White failed to reach the podium four years ago in Sochi, a loss that led him to do more than a fair amount of soul-searching in the aftermath.
He had described his downfall in Sochi and the misery that followed him as: ‘People ask, ‘When are you going to get over it?’ You don’t, you don’t really ever get over it. It’s kind of like you have a scar from falling off a bike, it’s just with you forever. But you learn from it.’

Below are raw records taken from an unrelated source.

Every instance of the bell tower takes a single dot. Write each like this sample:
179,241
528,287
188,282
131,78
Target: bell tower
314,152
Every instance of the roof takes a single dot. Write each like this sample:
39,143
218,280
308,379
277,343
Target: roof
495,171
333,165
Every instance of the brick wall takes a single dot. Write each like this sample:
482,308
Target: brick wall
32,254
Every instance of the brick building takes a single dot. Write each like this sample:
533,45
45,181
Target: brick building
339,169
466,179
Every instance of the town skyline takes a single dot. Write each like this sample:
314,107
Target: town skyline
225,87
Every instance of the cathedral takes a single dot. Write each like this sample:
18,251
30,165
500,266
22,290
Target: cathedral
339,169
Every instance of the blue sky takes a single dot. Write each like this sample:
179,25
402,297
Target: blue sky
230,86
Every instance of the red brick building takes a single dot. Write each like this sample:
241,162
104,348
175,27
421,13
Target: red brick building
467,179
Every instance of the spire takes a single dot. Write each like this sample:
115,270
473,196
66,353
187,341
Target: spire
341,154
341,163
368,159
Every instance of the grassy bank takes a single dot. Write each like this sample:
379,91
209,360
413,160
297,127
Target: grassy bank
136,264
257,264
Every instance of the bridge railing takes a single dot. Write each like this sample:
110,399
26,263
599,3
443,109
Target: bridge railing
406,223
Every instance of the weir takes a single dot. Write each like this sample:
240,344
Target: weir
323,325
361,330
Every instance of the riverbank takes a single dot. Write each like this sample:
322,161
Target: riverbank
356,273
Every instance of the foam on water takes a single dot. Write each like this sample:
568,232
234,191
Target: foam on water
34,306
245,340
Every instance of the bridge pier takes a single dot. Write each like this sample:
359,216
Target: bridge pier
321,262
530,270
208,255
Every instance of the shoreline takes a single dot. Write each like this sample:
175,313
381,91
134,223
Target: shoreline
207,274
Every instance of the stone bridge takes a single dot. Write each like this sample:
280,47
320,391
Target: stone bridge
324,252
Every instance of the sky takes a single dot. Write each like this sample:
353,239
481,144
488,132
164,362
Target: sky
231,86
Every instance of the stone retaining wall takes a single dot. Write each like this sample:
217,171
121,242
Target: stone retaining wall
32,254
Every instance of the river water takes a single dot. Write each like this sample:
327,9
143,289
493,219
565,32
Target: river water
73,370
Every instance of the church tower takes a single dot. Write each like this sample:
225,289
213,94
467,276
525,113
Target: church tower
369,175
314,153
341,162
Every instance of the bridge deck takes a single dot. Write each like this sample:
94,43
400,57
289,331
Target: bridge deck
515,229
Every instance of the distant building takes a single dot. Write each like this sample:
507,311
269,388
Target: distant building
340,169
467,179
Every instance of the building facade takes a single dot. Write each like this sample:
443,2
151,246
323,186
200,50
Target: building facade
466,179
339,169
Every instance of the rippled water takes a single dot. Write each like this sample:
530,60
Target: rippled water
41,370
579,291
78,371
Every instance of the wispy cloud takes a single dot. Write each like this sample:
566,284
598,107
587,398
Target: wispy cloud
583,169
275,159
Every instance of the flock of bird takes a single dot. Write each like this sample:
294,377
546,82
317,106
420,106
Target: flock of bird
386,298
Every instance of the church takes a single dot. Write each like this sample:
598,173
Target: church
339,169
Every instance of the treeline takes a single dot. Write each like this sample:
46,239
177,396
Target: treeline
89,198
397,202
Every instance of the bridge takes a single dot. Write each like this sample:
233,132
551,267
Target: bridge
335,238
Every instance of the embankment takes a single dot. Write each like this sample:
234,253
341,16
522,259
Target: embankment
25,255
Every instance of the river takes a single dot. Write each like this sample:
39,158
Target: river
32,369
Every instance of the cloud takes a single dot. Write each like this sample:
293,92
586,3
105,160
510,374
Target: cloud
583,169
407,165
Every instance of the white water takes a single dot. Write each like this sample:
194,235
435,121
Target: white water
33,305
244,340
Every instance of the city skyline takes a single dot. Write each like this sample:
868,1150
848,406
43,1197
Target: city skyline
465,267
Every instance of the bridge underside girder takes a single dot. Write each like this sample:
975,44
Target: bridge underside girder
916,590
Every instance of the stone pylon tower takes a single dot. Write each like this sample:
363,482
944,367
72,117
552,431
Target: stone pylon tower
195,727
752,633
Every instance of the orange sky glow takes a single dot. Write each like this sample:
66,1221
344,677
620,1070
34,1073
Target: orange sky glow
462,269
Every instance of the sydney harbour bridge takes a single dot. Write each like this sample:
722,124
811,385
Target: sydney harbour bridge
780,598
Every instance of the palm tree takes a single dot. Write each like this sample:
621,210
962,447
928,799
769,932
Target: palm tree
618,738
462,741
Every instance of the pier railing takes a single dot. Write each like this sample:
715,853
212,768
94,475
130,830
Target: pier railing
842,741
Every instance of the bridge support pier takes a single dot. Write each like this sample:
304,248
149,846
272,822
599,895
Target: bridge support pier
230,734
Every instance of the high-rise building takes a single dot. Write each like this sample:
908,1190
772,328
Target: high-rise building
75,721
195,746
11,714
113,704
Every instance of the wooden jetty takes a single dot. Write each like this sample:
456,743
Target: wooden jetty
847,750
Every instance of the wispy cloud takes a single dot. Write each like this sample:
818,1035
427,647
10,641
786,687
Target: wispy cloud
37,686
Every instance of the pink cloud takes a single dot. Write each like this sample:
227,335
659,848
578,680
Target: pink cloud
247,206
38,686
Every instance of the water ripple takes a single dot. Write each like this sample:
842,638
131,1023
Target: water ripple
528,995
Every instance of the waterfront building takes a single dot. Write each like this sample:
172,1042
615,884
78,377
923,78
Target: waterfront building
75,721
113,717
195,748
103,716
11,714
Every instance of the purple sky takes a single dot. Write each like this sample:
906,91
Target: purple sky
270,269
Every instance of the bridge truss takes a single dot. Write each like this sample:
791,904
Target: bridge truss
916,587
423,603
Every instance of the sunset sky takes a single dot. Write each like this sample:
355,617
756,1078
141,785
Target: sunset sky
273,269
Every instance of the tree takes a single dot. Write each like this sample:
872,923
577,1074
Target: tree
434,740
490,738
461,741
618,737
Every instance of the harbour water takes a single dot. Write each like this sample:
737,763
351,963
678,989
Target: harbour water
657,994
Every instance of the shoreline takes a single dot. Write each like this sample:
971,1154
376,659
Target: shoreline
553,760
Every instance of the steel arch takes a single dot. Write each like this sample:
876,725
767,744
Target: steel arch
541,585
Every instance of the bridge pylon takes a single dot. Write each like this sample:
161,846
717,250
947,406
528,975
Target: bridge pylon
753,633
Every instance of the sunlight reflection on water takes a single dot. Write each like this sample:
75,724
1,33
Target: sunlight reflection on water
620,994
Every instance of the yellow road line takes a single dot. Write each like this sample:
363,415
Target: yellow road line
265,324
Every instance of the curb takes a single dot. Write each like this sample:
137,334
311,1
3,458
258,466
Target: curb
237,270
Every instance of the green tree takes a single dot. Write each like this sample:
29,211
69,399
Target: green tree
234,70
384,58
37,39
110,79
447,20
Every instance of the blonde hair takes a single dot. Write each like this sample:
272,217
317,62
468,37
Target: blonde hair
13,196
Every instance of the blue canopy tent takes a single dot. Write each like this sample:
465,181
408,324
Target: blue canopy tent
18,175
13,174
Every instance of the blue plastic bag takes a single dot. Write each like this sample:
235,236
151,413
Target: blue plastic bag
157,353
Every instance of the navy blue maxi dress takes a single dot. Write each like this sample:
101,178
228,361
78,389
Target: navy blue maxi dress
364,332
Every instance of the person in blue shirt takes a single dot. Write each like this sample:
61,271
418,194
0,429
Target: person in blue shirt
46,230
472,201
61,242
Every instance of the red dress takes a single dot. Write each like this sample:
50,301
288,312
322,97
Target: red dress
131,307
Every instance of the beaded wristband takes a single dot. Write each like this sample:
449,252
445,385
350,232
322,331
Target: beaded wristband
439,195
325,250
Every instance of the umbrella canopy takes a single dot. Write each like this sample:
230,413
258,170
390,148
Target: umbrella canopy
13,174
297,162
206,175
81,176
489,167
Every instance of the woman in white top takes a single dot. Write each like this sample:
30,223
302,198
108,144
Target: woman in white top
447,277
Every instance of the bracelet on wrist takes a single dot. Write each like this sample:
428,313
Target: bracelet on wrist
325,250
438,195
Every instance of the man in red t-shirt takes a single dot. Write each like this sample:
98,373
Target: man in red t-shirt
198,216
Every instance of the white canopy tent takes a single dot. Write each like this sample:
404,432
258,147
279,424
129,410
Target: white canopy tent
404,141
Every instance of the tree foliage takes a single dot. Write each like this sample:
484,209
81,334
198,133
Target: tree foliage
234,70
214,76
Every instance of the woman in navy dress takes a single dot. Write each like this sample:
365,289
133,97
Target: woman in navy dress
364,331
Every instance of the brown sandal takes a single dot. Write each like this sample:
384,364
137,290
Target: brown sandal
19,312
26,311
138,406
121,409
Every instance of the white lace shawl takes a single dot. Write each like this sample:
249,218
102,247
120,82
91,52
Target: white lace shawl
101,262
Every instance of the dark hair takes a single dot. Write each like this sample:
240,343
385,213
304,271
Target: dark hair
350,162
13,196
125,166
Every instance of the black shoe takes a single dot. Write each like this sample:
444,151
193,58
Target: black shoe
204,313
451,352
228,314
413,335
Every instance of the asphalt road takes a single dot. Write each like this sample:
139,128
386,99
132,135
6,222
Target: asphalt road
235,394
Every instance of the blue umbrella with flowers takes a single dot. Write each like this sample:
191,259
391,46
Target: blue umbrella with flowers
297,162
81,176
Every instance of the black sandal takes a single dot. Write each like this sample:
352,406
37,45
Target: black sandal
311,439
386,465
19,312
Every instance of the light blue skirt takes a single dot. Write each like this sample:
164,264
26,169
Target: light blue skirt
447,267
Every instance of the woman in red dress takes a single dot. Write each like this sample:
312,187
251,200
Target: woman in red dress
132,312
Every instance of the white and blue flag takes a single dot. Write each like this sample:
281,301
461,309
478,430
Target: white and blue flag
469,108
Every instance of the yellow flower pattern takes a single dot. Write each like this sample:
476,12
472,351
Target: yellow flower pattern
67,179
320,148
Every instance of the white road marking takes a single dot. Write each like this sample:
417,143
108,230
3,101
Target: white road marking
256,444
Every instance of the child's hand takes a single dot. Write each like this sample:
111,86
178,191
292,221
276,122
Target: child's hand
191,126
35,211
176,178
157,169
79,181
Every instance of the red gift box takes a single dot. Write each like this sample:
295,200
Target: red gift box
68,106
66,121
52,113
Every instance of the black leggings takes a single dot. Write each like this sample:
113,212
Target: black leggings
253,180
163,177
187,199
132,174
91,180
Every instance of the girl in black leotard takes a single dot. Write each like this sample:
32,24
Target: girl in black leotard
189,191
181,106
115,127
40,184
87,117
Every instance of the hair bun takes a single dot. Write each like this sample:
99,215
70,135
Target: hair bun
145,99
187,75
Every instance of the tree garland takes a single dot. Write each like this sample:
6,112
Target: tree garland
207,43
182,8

Last fall he underwent emergency surgery on his nose and upper lip in New Zealand after smashing into the deck of the halfpipe during training and arrived in South Korea with stitches in his mouth that still hadn’t fully dissolved.
The misery of Sochi almost threatened to engulf him again on Wednesday as he toppled over in the snow and saw his Japanese opponent head the leaderboard.
But with his final, brave and superb run – and to the joy of hundreds of Americans screaming his name – he came good and snatched victory from the jaws of defeat.
Many who saw his tears were witnessing a sporting great roaring back to life.
It wasn’t about adding to the $40 million he has banked or the fame and celebrity that follows him. It was plaintively and simply about representing his country and achieving a place in the record books as a true champion.
His sister Kari told DailyMail.com: ‘It has been hard for him these last four years. But he was surprised that people were saying he was going to retire.
‘He was like ‘But I’m 30 years old… what are they saying?’.’
His father Roger said his son had lived through the pressure of being the Olympic champion and ‘had a really hard time when he was younger’.
‘Being at the top was hard for him, everybody wants to be number one. It has been a roller coaster for him.’
He said the triple Olympic gold medalist had not talked about retirement and was thinking of taking up skateboarding for the Tokyo games over the next two years.
‘He always is there to win,’ he said.
The triple Olympic champion has had to overcome adversity from the day he was born.
He was born with a heart defect called Tetralogy of Fallot, a condition that causes oxygenated and unoxygenated blood to mix. The condition meant he had to have two major surgeries before his first birthday.
He has suffered numerous injuries during his career including a bruised hip and liver after a crash in New Zealand in September last year.
A month later he went to the hospital with facial injuries after a training accident and required 62 stitches and suffered bruised lungs.
In his 20 years of competition, he has also had surgery on his left ankle twice, on his wrist, his knee twice and was once off the snowboard for six months to heal his injuries.